Definition. (Margin of a Hyperplane)

一个数据集所属空间中的一个超平面的 margin 是距离超平面最近的数据点到超平面的距离。

Definition. (Margin of a Dataset)

一个数据集的 margin (记作 \(\gamma\)) 是对于这个数据集而言，使用任意的权重向量 (weight vector) 分别点乘每一个数据点，其新数据集在新空间内所尽可能达到的最大 margin (of the hyperplane)。

换言之，margin of hyperplane 是一个 \(\min\) 的概念，而 margin of dataset 是一个 \(\max\min\) 的概念。并且，对于 margin of dataset 的定义，假设初始 feature dataset 为 \(\mathcal {X} = \left\{\vec{x_{1}}, \vec{x_{2}}, \ldots, \vec{x_{n}} \right\}\)，对于每一个数据点 \(\vec{x}_{i}\)，点乘以一个任意的权重向量 \(\vec{w}\)，得到新的一组 feature dataset \(\mathcal{X}^{\star} = \left\{ \vec{w} \cdot \vec{x_{1}}, \vec{w} \cdot \vec{x_{2}}, \ldots, \vec{w} \cdot \vec{x_{n}} \right\}\)，再配对以各自的 label 得到二维平面上的新数据集 \(\mathcal{X}^{\star} \times \mathcal{Y} = \left\{ (\vec{w} \cdot \vec{x_{1}}, y_{1}), (\vec{w} \cdot \vec{x_{2}}, y_{2}), \ldots, (\vec{w} \cdot \vec{x_{n}}, y_{n}) \right\}\)。在这个二维空间内根据给定的 hyperplane （即一根直线），求出使得 margin of the dataset \(\mathcal{X}^{\star} \times \mathcal{Y}\) 最大的上述 \(\vec{w}\)。

Perceptron Algorithm Guarantee

Theorem. (Perceptron Mistake Bound)

假设存在一个 \(\vec{w}^{*}\) （单位长度为 \(1\)），使 \(\text{margin} = \gamma\) 的 training sample 变得 linear separable。

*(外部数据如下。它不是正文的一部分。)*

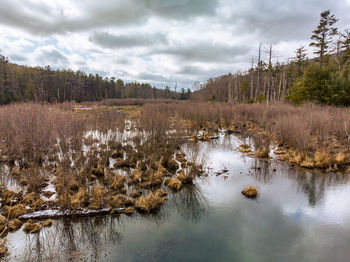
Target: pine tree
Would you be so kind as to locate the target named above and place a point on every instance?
(322, 35)
(301, 58)
(345, 44)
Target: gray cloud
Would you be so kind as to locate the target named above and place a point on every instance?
(126, 41)
(52, 57)
(43, 19)
(17, 58)
(204, 52)
(276, 21)
(182, 40)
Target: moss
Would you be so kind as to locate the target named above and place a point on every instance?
(250, 192)
(31, 227)
(149, 203)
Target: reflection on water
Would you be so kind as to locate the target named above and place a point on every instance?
(299, 216)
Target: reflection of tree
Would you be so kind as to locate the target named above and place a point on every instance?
(71, 240)
(190, 203)
(262, 171)
(314, 184)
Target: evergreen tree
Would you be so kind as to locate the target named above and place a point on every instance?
(322, 35)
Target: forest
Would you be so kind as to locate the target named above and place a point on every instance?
(323, 79)
(43, 84)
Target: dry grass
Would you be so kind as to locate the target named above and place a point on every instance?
(80, 199)
(47, 223)
(3, 222)
(250, 192)
(3, 248)
(150, 203)
(118, 182)
(98, 197)
(14, 225)
(14, 211)
(31, 227)
(174, 184)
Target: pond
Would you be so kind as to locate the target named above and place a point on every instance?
(300, 215)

令 \(R = \max\limits_{\vec{x} \in \mathcal{X}} ||\vec{x}||\)，那么 perceptron algorithm 最多会犯 \(T = \big(\frac{R}{\gamma}\big)^{2}\) 次错误。

Proof.

证明的关键点在于说明：经过第 \(t\) 次遍历后得到的 \(\vec{w}^{(t)}\) 和 \(\vec{w}^{*}\) 相差多少？

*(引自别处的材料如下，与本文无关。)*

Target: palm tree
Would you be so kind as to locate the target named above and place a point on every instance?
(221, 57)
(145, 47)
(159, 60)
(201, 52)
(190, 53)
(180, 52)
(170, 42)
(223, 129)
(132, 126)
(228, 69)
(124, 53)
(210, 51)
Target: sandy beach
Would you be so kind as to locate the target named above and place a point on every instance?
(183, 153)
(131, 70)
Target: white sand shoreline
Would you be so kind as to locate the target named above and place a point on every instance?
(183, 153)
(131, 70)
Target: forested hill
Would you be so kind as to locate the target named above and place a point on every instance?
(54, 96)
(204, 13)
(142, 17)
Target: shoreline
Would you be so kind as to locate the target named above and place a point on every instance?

假设 perceptron algorithm 在第 \(t\) 次遍历时犯了一个错误，那么：

\[\begin{align*} \vec{w}^{(t)} \cdot \vec{w}^{*} & = (\vec{w}^{(t-1)} + y \vec{x}) \cdot \vec{w}^{*} \\ & = \vec{w}^{(t-1)} \cdot \vec{w}^{*} + y \vec{x} \cdot \vec{w}^{*} \\ & \geq \vec{w}^{(t-1)} \cdot \vec{w}^{*} + \gamma \end{align*} \]

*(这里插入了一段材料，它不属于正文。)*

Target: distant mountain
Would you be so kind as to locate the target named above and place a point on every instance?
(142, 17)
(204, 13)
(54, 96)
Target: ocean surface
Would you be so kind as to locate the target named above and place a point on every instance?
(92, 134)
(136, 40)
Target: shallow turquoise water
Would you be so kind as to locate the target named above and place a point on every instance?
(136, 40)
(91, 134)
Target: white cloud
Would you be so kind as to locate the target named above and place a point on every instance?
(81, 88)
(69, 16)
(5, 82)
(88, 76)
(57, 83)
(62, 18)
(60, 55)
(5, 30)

上面最后一个不等式的推导，我后面会解释。简单来说，这是因为 data is separable by a margin \(\gamma\)。

同时，我们有：

\[\begin{align*} ||\vec{w}^{(t)}||^{2} & = ||\vec{w}^{(t-1)} + y \vec{x}||^{2} \\ & = ||\vec{w}^{(t-1)}||^{2} + 2 y (\vec{w}^{(t-1)} \cdot \vec{x}) + ||y \vec{x}||^{2} \\ & \leq ||\vec{w}^{(t-1)}||^{2} + R^{2} \end{align*} \]

解释：

上面最后一个不等式的推导意味着：\(2 y (\vec{w}^{(t-1)} \cdot \vec{x}) + ||y \vec{x}||^{2} \leq R^{2} = \max\limits_{x \in \mathcal{X}} || \vec{x} ||^{2}\)。这是因为，perceptron algorithm 仅在分类错误的时候对权重向量 \(\vec{w}\) 进行更新，由我们上述的假设，即第 \(t\) 次遍历的时候出现分类错误，这意味着：

\[y (\vec{w}^{(t-1)} \cdot \vec{x}) < 0 \]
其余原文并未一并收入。